Handling duplicate records in MongoDB depends on whether you want to prevent them in the first place or remove them after they exist. Here are some approaches:
1. Preventing Duplicates Using a Unique Index (Best Approach)
A unique index ensures that duplicates are not inserted.
Example: Prevent duplicate emails in a users collection
db.users.createIndex({ email: 1 }, { unique: true })
2. Finding Duplicate Records
To identify duplicates, use $group to count occurrences.

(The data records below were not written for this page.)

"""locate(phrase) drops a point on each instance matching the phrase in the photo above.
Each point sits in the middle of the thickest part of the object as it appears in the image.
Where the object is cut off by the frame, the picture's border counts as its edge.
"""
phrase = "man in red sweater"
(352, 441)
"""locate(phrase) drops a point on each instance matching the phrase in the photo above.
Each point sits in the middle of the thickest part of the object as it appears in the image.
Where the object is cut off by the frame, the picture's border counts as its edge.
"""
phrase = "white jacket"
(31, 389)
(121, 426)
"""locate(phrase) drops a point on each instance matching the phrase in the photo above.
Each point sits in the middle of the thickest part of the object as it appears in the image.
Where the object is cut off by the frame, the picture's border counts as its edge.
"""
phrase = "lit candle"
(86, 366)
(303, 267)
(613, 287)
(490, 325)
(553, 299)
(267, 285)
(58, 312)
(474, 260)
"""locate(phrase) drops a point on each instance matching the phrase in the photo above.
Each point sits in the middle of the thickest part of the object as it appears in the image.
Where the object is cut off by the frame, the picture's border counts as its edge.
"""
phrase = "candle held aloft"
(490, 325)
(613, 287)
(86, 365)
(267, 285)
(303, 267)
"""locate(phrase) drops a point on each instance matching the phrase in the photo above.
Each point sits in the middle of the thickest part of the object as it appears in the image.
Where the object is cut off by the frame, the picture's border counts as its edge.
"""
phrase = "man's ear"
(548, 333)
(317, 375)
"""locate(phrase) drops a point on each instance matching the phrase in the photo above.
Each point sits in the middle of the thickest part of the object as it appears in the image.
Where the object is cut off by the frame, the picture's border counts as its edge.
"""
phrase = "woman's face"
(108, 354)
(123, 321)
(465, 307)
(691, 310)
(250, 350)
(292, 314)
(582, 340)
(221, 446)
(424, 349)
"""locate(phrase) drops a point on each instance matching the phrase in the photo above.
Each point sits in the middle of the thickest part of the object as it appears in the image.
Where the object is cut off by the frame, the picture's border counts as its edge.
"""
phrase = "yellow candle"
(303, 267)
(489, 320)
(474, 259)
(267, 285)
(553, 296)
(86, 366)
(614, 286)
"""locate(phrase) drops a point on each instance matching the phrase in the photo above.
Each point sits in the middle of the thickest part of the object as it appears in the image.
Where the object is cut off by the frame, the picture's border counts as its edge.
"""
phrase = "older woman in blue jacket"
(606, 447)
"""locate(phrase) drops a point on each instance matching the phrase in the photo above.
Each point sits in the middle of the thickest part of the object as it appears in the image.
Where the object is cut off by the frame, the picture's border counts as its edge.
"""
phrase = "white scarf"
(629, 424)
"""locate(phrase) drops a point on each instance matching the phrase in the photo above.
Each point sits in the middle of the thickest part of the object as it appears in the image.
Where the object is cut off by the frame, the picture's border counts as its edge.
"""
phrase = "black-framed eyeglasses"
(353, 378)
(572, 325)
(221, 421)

Example: Find duplicate emails
db.users.aggregate([
{ $group: { _id: "$email", count: { $sum: 1 } } },
{ $match: { count: { $gt: 1 } } }
])
3. Removing Duplicates
Method 1: Delete All Duplicates Except One
db.users.aggregate([
{ $group: { _id: "$email", ids: { $push: "$_id" }, count: { $sum: 1 } } },
{ $match: { count: { $gt: 1 } } }
]).forEach(doc => {
doc.ids.shift(); // Keep one record
db.users.deleteMany({ _id: { $in: doc.ids } });
});
Method 2: Remove Duplicates Using $addToSet
If merging data, you can use $addToSet to store unique values.
db.users.aggregate([
{ $group: { _id: "$email", uniqueDocs: { $addToSet: "$$ROOT" } } }
]);
4. Handling Duplicates in Bulk Insert
If inserting many documents, use { ordered: false } to skip duplicates instead of failing.
db.users.insertMany([...], { ordered: false })